We conducted large-scale research on heterogeneous populations, including patients with sepsis, severe sepsis, and septic shocks, and collected plasma samples from 32 sepsis patients and 18 healthy controls at Renmin Hospital of Wuhan University, China. RNA was isolated using the HYCEZMBIO Serum/Plasma RNA Kit, and RT-qPCR was performed on the Roche Light Cycler 480 platform. An AI-based max-logistic competing classifier was applied across 11 cohorts with thousands of samples, using both self-designed and public datasets to identify the most critical sepsis biomarkers.
Our analysis highlights CKAP4, FCAR, and RNF4 as key genetic drivers in sepsis-related variations. In whole blood, NONO is crucial for immune response, while in plasma, PLEKHO1 and BMP6 reveal further genetic heterogeneities. Pediatric patients also exhibit significant contributions from RNASE2 and OGFOD3. These genes form the most effective miniature set of biomarkers.
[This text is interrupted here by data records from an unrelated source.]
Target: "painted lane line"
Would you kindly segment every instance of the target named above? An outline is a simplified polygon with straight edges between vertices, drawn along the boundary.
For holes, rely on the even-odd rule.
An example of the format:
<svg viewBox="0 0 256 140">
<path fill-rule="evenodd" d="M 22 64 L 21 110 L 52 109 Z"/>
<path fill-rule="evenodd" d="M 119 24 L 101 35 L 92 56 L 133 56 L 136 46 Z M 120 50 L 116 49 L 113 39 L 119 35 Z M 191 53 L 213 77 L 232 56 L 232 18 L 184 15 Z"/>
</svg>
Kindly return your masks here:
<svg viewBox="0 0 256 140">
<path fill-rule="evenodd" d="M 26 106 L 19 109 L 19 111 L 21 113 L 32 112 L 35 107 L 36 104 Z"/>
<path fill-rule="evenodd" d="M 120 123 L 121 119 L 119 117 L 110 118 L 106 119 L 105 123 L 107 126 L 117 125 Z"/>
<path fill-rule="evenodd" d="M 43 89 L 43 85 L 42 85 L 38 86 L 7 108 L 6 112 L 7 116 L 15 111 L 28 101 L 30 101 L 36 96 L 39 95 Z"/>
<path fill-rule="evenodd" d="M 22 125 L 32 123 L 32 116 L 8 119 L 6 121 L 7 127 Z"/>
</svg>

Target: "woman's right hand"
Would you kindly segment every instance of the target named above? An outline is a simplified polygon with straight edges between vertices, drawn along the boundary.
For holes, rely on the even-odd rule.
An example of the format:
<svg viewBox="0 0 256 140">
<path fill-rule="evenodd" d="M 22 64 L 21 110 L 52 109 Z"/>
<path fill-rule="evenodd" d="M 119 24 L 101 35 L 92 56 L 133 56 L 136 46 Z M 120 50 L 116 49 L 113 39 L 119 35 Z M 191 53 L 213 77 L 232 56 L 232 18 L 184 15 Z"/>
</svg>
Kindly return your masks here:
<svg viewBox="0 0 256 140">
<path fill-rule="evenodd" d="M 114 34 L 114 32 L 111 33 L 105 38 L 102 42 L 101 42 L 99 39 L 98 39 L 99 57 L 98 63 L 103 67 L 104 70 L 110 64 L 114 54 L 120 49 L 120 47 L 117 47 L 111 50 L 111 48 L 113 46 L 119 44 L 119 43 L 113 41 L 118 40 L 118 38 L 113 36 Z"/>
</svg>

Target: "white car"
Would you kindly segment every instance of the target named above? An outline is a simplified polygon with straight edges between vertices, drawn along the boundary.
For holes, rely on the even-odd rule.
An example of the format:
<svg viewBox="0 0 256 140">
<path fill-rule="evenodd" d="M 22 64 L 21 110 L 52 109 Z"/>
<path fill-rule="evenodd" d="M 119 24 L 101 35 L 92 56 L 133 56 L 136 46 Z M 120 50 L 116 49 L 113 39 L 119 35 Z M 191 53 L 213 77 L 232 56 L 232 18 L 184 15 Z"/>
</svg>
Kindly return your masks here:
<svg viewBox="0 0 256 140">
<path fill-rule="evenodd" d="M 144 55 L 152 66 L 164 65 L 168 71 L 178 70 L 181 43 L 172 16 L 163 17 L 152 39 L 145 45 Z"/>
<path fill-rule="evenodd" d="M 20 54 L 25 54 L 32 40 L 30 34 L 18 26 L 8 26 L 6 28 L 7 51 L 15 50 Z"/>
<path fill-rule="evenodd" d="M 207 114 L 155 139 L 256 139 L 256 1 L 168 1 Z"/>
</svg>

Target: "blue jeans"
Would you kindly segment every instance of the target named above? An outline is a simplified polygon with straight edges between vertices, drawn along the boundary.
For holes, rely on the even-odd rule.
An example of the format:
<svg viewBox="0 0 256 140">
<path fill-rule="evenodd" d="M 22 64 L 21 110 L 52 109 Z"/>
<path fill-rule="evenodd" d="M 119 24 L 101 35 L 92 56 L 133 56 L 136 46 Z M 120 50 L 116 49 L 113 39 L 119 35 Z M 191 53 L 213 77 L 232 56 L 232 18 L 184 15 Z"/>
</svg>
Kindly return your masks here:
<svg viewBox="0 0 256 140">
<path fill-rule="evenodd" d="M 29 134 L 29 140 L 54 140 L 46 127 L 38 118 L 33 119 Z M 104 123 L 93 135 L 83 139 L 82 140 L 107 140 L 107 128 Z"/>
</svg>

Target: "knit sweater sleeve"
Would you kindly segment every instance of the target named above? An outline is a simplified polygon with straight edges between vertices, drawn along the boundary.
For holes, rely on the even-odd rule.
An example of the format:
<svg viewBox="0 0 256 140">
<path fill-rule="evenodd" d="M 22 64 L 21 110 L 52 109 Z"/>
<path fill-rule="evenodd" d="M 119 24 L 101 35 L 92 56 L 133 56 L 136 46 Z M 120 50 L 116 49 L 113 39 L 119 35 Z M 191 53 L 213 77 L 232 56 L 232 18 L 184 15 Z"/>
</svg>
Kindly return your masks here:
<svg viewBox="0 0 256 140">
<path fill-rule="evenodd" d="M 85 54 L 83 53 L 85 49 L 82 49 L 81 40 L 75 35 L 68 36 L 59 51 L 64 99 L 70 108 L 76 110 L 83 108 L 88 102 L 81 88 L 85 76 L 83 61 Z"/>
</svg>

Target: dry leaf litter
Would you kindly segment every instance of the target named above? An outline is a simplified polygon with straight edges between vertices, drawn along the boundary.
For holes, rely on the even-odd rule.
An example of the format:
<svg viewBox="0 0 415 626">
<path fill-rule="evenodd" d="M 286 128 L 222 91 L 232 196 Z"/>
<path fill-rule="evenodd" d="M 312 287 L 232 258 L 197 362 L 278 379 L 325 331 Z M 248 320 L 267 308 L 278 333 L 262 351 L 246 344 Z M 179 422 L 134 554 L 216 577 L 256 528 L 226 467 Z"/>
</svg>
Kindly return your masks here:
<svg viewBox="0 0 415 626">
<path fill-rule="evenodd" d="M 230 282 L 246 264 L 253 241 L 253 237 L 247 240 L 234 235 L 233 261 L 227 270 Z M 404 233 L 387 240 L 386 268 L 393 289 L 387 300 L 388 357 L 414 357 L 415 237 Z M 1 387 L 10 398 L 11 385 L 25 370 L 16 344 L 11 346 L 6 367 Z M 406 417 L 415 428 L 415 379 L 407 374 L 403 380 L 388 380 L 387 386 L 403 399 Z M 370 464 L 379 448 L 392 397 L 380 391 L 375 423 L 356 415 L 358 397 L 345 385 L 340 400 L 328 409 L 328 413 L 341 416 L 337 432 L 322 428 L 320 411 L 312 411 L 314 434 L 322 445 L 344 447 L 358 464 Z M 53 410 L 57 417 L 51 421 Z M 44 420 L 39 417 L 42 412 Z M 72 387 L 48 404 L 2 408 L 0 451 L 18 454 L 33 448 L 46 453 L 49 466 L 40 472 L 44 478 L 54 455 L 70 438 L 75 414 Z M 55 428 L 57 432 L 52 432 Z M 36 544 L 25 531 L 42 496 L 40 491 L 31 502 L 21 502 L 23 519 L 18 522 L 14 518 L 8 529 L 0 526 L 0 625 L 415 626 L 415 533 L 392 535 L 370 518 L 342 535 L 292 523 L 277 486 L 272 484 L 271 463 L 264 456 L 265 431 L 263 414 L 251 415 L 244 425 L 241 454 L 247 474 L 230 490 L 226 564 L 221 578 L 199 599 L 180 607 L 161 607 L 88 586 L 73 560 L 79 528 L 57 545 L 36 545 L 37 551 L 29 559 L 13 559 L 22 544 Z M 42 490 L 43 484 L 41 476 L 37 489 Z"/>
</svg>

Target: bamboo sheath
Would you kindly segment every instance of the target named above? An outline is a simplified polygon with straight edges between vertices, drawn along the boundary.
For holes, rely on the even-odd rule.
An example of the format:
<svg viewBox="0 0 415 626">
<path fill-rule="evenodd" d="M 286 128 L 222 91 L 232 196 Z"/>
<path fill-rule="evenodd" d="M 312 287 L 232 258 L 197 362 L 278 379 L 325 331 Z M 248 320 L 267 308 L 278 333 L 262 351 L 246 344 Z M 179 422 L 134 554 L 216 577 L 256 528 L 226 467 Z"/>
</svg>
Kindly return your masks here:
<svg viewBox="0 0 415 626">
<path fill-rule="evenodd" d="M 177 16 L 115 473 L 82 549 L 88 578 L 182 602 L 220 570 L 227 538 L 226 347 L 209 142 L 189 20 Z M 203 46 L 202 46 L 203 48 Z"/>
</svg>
Achieving 99.42% accuracy across cohorts, this miniature set outperforms larger published gene sets. These findings provide critical insights for personalized risk assessment, targeted drug development, and tailored treatments for both adult and pediatric sepsis patients.
在过去30年里,脓毒症生物标志物的研究一直受到错误动物模型和不恰当患者选择的困扰,导致研究结果无法转化为精准医学。已经发表了数千种与脓毒症相关的基因生物标志物,但这种过量的情况阻碍了医学进步,原因如下:(1)大量的基因使得靶向药物开发和精准医学变得不可行;(2)许多生物标志物缺乏跨队列验证,在临床上没有帮助。我们的目标是识别一组信息量丰富的、个位数的脓毒症生物标志物,以推动精准医学的发展。
我们对包括脓毒症、严重脓毒症和脓毒性休克患者在内的异质性人群进行了大规模研究,并在中国武汉大学人民医院收集了32例脓毒症患者和18例健康对照的血浆样本。使用HYCEZMBIO血清/血浆RNA试剂盒分离RNA,并在罗氏Light Cycler 480平台上进行RT-qPCR。基于人工智能的最大逻辑竞争分类器应用于11个队列的数千个样本,使用自行设计和公共数据集来识别最关键的脓毒症生物标志物。
我们的分析突出了CKAP4、FCAR和RNF4作为脓毒症相关变异中的关键基因驱动因素。在全血中,NONO对免疫反应至关重要,而在血浆中,PLEKHO1和BMP6显示出进一步的基因异质性。儿科患者中RNASE2和OGFOD3也有显著贡献。这些基因构成了最有效的微型生物标志物集。
该微型生物标志物集在各队列中实现了99.42%的准确率,优于已发表的更大基因集。这些发现为成人和儿科脓毒症患者的个性化风险评估、靶向药物开发和量身定制的治疗提供了关键见解。